FVV Capital Market Overview – June 2021

ECONOMIC AND MARKET OVERVIEW

Global

Speculation over whether the current state of inflation is transient or not dominated market commentary in recent weeks.

In their most recent Multi Asset Monthly Commentary, Prescient Investment Management analysed the combined impact that the various fiscal packages in the United States will have on inflation, interest rates and the US dollar. On any measure, the size of the latest US fiscal package is very large. Moreover, it comes hard on the heels of a second fiscal stimulus in December 2019 and, if President Biden gets his way, not the last.

Given the new US stimulus package is once again focused on supporting near term demand rather than long term productive potential, a blind eye cannot be turned to the risk of overheating. Combined with the latest increases in the price of oil and other commodities, as well as COVID 19 induced supply bottlenecks, inflation is still the main concern in financial markets, contributing to the rise in global – and primarily US – bond yields.

The Federal Reserve’s Chair, Jerome Powell, insists that the Federal Open Market Committee (FOMC) will look through what it sees as a period of transitory inflation and that it will be very patient in waiting to see evidence of a sustained rise in inflation before raising rates it will not be taking pre emptive action based on forecast measures of slack in the economy, even the unemployment rate.

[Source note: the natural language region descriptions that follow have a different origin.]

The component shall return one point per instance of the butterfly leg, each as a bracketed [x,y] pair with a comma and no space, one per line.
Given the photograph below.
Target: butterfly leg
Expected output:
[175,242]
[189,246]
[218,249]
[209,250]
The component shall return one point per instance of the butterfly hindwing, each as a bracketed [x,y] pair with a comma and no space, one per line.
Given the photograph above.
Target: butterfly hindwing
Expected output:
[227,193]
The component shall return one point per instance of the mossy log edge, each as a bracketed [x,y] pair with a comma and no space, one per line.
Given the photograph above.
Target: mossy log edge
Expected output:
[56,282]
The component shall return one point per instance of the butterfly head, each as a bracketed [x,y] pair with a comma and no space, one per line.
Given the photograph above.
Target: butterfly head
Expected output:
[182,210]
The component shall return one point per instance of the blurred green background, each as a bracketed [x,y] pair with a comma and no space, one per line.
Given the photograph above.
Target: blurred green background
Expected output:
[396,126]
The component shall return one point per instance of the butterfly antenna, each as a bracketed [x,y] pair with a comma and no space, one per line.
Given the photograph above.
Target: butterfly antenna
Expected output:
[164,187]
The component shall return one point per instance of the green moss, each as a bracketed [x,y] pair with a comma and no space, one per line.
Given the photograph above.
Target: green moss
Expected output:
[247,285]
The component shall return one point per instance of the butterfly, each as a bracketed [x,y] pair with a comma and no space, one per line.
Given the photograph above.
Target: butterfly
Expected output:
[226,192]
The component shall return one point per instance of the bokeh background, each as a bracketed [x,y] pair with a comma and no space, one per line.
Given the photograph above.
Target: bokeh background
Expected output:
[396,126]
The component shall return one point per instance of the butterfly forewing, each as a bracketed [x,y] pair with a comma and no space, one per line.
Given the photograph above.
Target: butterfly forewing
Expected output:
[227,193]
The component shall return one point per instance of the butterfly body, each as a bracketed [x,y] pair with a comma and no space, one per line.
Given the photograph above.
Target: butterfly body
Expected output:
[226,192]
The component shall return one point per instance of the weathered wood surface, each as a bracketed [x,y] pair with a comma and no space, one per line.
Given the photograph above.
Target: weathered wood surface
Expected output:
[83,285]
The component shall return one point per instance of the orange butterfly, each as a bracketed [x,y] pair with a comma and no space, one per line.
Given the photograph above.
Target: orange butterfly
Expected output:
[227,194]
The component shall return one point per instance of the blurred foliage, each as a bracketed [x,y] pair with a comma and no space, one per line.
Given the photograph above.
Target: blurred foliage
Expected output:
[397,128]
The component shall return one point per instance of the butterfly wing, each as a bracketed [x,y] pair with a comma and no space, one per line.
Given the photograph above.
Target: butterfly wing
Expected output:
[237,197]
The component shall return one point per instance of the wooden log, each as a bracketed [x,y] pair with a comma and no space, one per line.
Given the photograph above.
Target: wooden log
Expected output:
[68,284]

Its new “outcome based” forward guidance means it will not even slow the still hefty rate of asset purchases “until substantial further progress” has been made towards the FOMC’s maximum employment and inflation goals Dependent on widespread, effective distribution of COVID 19 vaccines and an acceleration in economic growth through the middle part of this year, they expect the FOMC to keep financial conditions loose over the short to medium term.